- 4 chicken, thighs, skin-on, bone-in
- 8 c. chicken broth
- 1 piece ginger, peeled and sliced in half
- 3 garlic cloves, peeled and smashed
- Pinch of red pepper flakes
- 4 oz. mushrooms, shitake, diced
- 3 green onions, sliced, tops included
- 2 T. tamari or soy sauce
- 2 T. Mirin
- 2 T. rice vinegar
- 2 eggs, large, beaten with a fork
- Salt and pepper to taste
Love the blend of flavors in this delicious Slow Cooker Egg Drop Soup. YUMMY!
- Place chicken thighs, chicken broth, ginger, garlic and red pepper flakes in a slow cooker on High for 3 1/2 – 4 hours, or on Low for 6 to 8 hours.
- Remove thighs, cool and shred the meat, discarding skin, bones, etc.
- Remove garlic and ginger pieces.
- Add all ingredients EXCEPT eggs, salt and pepper and cook for another 2 hours on Low.
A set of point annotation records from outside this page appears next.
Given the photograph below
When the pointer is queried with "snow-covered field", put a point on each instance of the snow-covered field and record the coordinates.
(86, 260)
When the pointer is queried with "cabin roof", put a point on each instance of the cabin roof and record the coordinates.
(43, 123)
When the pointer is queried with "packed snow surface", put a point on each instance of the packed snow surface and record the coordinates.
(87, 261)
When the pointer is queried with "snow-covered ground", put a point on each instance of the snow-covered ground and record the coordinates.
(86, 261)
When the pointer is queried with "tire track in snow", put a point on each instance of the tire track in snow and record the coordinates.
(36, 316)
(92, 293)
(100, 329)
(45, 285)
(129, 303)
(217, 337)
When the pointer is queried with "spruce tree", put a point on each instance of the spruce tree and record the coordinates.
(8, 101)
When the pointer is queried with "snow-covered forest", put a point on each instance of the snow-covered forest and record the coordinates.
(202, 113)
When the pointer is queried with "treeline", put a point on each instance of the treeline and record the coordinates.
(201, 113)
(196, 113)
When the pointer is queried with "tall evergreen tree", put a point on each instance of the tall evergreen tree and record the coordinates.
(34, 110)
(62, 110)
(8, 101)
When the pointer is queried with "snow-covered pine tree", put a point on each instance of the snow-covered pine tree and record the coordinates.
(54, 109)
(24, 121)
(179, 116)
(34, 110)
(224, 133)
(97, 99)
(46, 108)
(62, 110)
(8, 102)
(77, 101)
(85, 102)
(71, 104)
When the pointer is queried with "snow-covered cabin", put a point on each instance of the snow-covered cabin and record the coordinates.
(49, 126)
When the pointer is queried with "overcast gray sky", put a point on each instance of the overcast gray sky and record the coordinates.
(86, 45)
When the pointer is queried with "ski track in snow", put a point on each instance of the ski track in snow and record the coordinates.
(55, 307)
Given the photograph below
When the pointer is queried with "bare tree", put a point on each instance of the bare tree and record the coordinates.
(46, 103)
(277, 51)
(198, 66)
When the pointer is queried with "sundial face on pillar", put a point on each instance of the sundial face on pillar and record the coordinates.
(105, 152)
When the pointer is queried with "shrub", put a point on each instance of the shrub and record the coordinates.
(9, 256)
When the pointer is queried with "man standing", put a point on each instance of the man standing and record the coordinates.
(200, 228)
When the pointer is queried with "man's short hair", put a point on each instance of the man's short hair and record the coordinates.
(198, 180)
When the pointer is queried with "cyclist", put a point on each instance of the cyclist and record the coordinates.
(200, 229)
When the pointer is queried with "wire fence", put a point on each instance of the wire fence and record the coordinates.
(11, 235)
- Stir soup in a circular fashion and slowly stream in eggs.
NOTE: Mirin is actually is a sweet rice wine, and you can substitute by dissolving 1/4 tsp. of sugar to 1/4 cup white wine or sherry to get your 2 T. of Mirin. Discard excess!
Serve and garnished with cooked rice and additional green onions, if desired.